Wrt rule #2, I stand with what I wrote if TRUSTED_RIG (2.x) is not on the IOT network (1.x).
Traffic originating from TRUSTED_RIG will get IN the FW on the 2.x interface.

So rule #3 gives unlimited access to your TRUSTED_LAPTOPs (Internet and other VLANs) while rule #4 grants the rest of IOT devices access to the internet only.
That's fine (as long as you don't mind all these devices potentially trying to compromise your laptops. That's what proper isolation would get you).

My comment wrt blocking about rule 4 was primarily targeted at the comment.
This allow rule will never block anything, by definition. It does not allow some traffic. Another rule might...
Here, it's currently the last custom rule, so the next rule is the default deny. That's the one that blocks.

[Mark_the_Red]

I appreciate the help.  I am fairly new to OPNSense and came from Ubiquiti, so please excuse my dumb questions sometimes.   My reason for this thread was to see if I was missing something obvious to OPNsense and Plex because I know these are very popular applications for people with this type of enthusiast equipment equipment.

It appears my firewall is not the problem so I am missing creeping the topic a bit.  My reason for the follow up is "you don't know what you don't know", so if what I was doing was crazy, I pride myself on not being stubborn with tec, so I am more than willing to change.

Learned from you guys that I wasn't enabling the logging, and per your email what you wrote is correct:

Wrt rule #2, I stand with what I wrote if TRUSTED_RIG (2.x) is not on the IOT network (1.x).
Traffic originating from TRUSTED_RIG will get IN the FW on the 2.x interface.

As you wrote, it was a useless rule, so i deleted it.  I thought (incorrectly) that I needed to give the interface IoT an opening for my trusted rig to access those devices.

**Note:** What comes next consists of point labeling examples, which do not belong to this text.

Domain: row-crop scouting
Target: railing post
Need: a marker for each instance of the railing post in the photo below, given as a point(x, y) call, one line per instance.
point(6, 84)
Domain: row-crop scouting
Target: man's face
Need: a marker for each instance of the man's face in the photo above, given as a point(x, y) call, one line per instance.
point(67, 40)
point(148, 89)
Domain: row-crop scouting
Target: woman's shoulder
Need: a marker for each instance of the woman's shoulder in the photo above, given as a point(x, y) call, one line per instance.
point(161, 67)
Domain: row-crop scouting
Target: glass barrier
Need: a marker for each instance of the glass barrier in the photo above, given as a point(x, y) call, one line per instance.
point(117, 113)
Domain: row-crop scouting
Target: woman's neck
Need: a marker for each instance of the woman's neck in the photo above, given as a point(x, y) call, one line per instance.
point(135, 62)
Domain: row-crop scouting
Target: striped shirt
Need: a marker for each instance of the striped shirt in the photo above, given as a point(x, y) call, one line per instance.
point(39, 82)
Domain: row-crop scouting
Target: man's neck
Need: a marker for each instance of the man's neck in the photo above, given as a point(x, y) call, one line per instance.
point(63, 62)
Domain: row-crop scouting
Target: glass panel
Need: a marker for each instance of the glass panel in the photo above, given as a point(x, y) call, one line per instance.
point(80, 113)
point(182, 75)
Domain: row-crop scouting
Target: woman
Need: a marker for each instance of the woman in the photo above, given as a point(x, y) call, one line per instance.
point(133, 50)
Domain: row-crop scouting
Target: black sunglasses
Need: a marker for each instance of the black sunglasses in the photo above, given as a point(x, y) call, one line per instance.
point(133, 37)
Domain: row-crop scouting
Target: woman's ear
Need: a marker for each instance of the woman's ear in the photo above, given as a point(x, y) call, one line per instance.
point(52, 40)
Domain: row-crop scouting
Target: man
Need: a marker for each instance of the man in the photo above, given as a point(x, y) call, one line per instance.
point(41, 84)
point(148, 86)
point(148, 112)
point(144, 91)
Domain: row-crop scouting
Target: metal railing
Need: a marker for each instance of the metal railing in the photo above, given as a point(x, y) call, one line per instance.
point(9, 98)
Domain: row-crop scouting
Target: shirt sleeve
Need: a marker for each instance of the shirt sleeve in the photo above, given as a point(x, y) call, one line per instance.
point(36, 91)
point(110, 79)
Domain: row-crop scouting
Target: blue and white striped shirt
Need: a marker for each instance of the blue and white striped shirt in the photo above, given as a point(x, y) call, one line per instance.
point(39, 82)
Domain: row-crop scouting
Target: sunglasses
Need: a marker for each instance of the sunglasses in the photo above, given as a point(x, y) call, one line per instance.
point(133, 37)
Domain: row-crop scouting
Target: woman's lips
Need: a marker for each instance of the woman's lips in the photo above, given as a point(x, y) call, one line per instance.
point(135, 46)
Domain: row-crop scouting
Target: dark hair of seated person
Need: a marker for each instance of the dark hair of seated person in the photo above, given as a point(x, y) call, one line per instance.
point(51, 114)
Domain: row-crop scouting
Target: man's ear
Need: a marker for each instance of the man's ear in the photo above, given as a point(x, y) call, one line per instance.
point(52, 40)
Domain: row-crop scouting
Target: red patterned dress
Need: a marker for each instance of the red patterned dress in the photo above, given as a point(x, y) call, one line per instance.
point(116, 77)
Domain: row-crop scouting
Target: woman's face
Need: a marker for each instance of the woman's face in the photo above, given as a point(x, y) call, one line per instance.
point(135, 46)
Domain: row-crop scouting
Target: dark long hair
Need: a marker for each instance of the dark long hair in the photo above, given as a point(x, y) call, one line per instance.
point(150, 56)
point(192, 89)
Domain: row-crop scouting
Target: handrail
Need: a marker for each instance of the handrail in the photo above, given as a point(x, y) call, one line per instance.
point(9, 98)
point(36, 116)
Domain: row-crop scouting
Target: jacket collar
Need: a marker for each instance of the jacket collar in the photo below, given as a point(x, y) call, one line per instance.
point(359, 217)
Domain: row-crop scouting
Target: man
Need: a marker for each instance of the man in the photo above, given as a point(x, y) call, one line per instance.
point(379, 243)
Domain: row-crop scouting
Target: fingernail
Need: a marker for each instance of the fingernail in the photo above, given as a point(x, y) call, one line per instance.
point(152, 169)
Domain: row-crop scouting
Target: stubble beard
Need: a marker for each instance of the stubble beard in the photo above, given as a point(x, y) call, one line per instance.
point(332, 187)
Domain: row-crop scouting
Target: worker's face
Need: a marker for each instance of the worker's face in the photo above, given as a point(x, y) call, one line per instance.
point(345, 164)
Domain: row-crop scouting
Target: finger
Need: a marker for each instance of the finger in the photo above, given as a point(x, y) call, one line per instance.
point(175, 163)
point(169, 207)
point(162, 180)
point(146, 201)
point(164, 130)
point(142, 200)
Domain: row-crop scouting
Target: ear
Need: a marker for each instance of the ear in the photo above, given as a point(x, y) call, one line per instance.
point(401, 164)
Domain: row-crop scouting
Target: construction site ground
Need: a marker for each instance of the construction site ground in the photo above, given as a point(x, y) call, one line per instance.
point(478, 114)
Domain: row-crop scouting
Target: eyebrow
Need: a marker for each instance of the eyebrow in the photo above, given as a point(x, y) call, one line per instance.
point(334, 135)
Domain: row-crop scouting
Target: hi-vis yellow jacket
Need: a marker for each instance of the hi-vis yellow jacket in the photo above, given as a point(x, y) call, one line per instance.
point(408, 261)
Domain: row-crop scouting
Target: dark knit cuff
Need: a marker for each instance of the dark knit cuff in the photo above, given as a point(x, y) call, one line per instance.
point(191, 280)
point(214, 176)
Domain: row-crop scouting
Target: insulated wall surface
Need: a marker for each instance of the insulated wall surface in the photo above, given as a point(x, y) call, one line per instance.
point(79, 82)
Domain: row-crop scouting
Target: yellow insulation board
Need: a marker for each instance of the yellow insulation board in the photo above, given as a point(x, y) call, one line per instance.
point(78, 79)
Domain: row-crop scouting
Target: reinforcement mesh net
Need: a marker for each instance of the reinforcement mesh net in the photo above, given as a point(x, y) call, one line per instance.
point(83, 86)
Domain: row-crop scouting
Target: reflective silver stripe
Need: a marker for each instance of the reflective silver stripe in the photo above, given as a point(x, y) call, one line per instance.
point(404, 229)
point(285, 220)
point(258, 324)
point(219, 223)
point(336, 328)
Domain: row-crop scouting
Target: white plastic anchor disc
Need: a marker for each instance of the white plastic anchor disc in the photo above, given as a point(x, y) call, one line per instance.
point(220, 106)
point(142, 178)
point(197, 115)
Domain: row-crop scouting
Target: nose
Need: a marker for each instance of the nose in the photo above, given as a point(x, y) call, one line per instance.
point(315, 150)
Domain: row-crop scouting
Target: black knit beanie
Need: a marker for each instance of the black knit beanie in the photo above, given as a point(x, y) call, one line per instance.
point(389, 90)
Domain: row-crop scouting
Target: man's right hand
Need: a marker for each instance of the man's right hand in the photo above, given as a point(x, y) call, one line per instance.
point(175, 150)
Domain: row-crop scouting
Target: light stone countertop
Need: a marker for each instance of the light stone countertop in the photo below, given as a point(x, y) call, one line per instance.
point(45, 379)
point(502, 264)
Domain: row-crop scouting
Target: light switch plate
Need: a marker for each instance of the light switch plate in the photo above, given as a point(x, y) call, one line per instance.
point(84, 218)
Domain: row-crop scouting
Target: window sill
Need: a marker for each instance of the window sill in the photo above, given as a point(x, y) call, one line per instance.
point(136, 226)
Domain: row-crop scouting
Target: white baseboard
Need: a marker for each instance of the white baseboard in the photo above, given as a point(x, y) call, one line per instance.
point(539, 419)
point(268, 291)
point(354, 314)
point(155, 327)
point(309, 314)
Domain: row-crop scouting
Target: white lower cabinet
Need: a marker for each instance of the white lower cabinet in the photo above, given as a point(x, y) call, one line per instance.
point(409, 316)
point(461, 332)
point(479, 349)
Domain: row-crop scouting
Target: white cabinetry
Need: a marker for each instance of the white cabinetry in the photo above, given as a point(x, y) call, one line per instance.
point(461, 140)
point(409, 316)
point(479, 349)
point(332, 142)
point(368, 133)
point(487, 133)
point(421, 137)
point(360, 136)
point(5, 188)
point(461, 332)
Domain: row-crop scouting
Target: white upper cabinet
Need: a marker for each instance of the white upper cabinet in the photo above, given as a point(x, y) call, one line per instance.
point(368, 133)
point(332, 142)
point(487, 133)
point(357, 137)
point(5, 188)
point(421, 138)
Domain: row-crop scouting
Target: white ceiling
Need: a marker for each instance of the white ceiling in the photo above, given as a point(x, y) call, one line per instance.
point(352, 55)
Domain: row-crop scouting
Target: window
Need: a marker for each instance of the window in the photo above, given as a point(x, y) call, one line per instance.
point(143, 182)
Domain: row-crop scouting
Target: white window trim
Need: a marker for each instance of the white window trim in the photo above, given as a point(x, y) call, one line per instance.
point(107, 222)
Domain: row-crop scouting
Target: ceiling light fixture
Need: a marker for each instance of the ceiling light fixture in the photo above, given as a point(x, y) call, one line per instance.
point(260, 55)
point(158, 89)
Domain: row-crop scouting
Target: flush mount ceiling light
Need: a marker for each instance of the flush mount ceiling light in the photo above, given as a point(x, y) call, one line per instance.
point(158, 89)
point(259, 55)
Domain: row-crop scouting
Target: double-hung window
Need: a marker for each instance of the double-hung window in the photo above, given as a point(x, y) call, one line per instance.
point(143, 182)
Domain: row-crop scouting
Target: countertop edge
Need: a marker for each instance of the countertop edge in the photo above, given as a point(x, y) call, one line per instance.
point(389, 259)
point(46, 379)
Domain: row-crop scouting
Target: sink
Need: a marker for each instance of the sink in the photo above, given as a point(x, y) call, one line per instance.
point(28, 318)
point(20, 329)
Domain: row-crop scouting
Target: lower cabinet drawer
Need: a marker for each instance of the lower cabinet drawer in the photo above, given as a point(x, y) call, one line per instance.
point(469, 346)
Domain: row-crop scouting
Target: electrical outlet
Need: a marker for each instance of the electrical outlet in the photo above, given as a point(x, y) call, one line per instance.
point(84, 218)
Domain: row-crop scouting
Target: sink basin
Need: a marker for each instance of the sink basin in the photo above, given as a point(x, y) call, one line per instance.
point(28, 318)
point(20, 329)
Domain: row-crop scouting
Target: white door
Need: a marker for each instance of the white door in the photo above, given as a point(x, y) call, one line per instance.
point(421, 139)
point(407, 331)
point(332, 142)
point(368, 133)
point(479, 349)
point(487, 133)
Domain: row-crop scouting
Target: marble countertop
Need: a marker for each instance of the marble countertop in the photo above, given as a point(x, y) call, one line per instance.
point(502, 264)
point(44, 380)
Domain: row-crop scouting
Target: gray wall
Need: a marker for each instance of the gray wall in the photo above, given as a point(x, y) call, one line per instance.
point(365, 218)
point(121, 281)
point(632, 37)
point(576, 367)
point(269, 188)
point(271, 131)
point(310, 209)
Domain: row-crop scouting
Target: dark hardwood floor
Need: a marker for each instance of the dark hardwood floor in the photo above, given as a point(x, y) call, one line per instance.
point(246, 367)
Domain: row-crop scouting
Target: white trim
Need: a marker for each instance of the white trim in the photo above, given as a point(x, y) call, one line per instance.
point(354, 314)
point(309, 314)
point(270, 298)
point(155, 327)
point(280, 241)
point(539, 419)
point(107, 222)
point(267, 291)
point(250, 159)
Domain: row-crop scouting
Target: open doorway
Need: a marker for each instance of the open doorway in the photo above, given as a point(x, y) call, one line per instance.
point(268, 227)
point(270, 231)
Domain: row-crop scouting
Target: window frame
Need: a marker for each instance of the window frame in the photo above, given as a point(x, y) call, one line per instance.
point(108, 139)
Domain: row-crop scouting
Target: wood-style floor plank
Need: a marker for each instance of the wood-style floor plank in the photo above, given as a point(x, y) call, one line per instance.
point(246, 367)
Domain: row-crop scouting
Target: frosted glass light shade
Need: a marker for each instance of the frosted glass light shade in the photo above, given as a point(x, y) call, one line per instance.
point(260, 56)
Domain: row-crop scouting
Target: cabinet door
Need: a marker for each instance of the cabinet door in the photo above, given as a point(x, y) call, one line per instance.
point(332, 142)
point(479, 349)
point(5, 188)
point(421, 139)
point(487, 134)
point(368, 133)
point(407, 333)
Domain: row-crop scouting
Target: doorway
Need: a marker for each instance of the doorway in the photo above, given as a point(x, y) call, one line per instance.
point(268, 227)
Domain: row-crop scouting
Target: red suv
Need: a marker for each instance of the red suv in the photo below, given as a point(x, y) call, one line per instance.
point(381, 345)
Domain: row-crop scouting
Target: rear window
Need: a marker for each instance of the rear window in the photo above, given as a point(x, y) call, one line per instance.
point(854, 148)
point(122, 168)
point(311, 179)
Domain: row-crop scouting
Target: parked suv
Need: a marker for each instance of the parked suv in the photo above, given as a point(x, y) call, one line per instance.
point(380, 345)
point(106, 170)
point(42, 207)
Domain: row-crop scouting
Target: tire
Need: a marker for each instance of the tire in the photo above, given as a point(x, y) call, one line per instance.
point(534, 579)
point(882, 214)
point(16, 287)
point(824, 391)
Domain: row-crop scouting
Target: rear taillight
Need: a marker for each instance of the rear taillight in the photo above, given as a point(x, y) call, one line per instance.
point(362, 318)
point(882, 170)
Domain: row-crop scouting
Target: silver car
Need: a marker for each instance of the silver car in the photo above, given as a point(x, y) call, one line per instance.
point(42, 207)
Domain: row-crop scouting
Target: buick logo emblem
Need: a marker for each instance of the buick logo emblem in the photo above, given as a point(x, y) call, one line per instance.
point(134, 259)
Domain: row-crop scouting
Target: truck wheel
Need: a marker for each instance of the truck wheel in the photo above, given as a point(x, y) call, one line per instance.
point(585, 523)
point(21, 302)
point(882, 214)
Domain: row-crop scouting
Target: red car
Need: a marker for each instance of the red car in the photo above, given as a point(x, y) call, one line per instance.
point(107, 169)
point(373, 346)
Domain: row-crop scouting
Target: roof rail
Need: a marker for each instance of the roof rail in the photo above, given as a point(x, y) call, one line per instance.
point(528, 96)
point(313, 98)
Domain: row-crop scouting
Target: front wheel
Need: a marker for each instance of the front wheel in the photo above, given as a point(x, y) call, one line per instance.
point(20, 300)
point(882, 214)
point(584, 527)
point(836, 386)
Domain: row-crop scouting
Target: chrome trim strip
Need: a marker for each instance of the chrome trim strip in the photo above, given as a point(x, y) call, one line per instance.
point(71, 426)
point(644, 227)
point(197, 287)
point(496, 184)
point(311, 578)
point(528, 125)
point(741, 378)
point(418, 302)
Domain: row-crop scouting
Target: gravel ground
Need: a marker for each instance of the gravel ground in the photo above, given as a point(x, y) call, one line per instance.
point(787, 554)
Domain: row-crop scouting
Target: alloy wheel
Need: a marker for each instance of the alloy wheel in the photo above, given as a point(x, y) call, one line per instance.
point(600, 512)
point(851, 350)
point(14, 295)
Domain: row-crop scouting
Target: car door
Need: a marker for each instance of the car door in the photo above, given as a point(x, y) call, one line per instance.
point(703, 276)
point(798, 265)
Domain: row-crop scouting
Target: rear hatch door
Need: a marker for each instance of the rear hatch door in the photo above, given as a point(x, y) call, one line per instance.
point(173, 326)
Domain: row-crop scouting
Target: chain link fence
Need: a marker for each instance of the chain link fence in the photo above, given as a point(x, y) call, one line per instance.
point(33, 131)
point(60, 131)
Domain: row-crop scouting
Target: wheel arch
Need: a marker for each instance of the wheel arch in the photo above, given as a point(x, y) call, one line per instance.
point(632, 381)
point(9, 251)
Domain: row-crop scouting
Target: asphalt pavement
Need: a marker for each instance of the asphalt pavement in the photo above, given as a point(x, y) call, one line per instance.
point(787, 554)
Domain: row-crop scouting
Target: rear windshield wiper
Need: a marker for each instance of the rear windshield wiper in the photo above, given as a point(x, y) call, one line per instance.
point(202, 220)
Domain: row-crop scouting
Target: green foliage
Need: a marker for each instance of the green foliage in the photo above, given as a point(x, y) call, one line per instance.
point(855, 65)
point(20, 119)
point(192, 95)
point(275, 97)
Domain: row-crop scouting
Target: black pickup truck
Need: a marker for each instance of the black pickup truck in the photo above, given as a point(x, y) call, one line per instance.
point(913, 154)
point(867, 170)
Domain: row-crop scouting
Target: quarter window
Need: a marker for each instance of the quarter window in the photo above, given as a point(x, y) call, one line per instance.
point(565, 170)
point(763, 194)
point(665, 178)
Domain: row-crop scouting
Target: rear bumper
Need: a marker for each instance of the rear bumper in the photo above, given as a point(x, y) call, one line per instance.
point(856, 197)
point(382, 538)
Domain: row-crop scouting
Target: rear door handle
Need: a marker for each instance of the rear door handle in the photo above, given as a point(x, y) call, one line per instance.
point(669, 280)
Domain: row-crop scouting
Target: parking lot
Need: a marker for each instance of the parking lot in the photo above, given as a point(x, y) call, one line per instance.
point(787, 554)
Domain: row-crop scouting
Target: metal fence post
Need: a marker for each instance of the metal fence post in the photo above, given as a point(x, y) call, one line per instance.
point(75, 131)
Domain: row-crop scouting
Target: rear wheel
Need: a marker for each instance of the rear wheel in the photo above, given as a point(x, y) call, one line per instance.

Not sure  what I was thinking.  This is my first real firewall setup on OPNsense.


On that note, I am trying to enable some kind of DoH blocklis.  I had this enabled on my edgerouter and it was great; I couldn't believe how much nefarious stuff out there is daily trying to probe your router.  Wasnt sure how to implement something similar on OPNSense.  Not asking you to do my research for me, but since you are a security specialist, you might share a link to someone implementing this on OPNsense.  Or do I use Adguard Home as the platform for this?

https://github.com/dibdot/DoH-IP-blocklists


Appreciate the help BTW.

[EricPerl]

You should probably start a new thread. I just use AGH and crowdsec at this point, based on info gleaned from the forums.
There's nothing you can do about probing. That's why you have a firewall. I don't know how much you allow IN from WAN (nothing is best. the more you allow, the more you take risks).
Blocklists are dealing with ads and outgoing traffic.